Shaping rail services around passenger feedback
At Hull Trains we were proud to be awarded 92% satisfaction in the annual National Rail Passenger Survey Autumn 2019 - an impressive 10% higher than the UK average of 82%. Across the board, passenger satisfaction with rail journeys is up three percentage points year-on-year and the UK rail industry is currently undergoing one of the biggest fleet modernisation programmes in its history, which we are a part of with our new Paragon fleet.
Yet negative rail industry perceptions from customers are often fuelled by misunderstanding surrounding the way the rail network is run and confusion around the franchise system. But we can’t stand still, as demand for rail transport is expected to increase by 58% over the next 10 years.
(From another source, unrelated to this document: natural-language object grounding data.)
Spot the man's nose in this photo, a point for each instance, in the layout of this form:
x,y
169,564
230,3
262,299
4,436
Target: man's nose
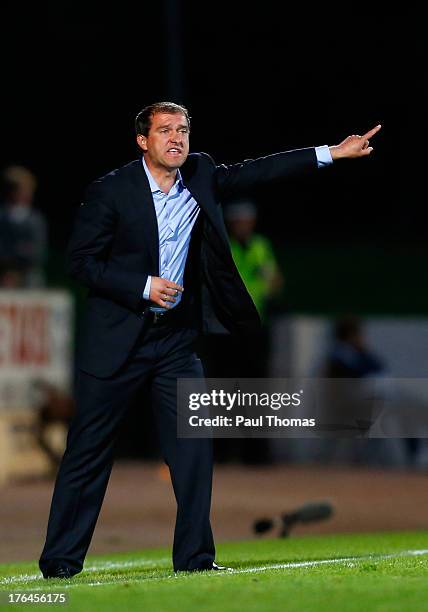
x,y
176,139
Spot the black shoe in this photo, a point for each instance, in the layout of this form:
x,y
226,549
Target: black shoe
x,y
58,571
220,567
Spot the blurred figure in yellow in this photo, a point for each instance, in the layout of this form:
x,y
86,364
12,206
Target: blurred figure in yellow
x,y
253,255
23,234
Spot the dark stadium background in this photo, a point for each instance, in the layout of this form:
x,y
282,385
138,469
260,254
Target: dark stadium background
x,y
257,78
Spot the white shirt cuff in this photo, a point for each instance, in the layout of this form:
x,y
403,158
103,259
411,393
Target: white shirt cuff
x,y
146,294
324,157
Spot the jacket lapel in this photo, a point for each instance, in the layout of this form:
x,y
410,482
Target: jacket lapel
x,y
143,200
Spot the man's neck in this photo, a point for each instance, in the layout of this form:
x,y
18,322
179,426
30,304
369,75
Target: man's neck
x,y
164,177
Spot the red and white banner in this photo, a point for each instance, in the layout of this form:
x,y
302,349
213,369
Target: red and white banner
x,y
36,331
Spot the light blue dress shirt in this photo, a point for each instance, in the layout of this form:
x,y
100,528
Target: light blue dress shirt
x,y
176,213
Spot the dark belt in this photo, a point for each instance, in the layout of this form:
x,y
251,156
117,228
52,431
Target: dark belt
x,y
167,317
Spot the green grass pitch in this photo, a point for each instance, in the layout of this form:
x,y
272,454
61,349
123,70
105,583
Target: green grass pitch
x,y
362,572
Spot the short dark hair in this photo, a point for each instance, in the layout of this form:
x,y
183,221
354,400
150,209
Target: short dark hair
x,y
143,121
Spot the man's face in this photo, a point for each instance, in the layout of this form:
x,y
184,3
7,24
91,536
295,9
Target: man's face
x,y
167,143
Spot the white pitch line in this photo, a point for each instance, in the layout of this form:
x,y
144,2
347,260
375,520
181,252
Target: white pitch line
x,y
94,567
248,570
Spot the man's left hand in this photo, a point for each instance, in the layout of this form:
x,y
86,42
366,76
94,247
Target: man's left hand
x,y
354,146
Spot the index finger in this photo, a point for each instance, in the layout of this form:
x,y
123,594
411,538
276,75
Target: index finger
x,y
372,132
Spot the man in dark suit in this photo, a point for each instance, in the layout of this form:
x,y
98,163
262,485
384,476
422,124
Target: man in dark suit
x,y
150,244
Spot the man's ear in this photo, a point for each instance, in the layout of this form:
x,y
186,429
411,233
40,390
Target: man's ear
x,y
142,141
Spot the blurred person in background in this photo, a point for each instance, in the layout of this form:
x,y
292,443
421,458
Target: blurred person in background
x,y
351,357
253,255
23,231
226,356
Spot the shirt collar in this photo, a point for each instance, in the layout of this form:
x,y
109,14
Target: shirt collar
x,y
154,187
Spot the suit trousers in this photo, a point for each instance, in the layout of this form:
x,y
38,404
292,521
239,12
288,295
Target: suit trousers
x,y
163,354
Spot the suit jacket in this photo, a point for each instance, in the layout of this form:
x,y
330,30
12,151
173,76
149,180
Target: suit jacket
x,y
114,246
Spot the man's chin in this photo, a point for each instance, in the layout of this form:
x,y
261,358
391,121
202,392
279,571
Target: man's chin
x,y
174,165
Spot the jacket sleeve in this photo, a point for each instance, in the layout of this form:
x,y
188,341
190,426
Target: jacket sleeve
x,y
89,247
232,179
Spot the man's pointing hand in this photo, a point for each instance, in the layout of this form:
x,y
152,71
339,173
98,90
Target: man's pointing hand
x,y
354,146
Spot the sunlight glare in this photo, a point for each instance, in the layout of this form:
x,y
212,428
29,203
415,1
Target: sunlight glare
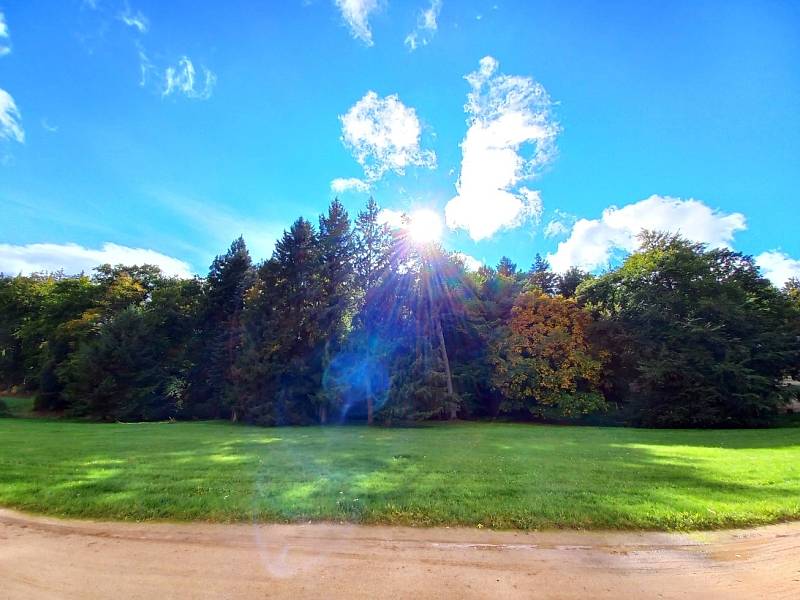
x,y
424,226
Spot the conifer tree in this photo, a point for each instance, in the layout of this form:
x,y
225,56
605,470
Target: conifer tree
x,y
541,277
229,277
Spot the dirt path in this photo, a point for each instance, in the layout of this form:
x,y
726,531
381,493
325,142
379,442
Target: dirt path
x,y
48,558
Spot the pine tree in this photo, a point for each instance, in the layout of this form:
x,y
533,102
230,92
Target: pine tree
x,y
229,277
541,277
279,372
506,267
374,243
337,282
568,282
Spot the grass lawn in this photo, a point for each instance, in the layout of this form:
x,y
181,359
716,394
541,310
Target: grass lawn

When I explain to people that Hull Trains is an open access operator, I get one of two responses; I’m often asked ‘what is an open access operator?’ and ‘why are there not more open access operators?’ (We are one of three in the country.)
What is the difference between open access operators and franchises?
Open access operators do not receive any funding from the (government or the tax payer) to run services. We take full commercial risk, which comes with its challenges, but also plenty of scope for growth.
There is a level of security that comes with operating a franchise that we don’t have. Whilst this can be an advantage, it does come with a certain level of restrictions.
Franchised train operating companies (TOCs) have committed obligations which they have to deliver. These could look like a commitment to make operational changes such as introducing e-tickets for example or upgrading services and meeting specific performance targets.
Ultimately in most cases the Department for Transport dictates to franchised operators the fare structure, supplies the trains and defines what they have to deliver.
The benefits versus the risks
There are benefits to this; it ensures that the franchise TOCs are accountable. But, whether or not these committed obligations detract resource and attention from putting rail customers first is open to debate.
At Hull Trains we have commissioned our own £60 million fleet of bi mode trains. We only need three trains to run our current timetable and will have two back up trains available to roll out when one of the three trains need maintenance.
Reliability was an issue for us in the past, when our former 180 fleet needed additional maintenance, it had a huge impact on our services because we simply didn’t have the additional trains to replace those in repair, or a rolling stock pool to tap into.
This is an example of when the freedom of open access operations can come at a price. We were regularly asked why we couldn’t find an alternative train to use when ours were being repaired.
The lack of public understanding on the industry, coupled with the wider issue of limited stock available to use on the railway as a whole came with its challenges. But of course, people just want to get from A to B, and they rightly deserve to.
Supporting Hull’s wider growth plans
It’s important to me that we shape services which align with our region’s growth plans. If there is a market for a new service, we will certainly consider implementing it. This is a key differentiator between open access and franchise TOCs.
We are in a position to offer much more to our customers. If we don’t listen to local stakeholders and support the businesses here, then we are missing a huge opportunity.
Other plans for the future include more investment in infrastructure at Hull and the surrounding community stations, improving disability access and upgrading platforms. We want to reinvest back into the city and our people. Because without them, Hull Trains wouldn’t be here today.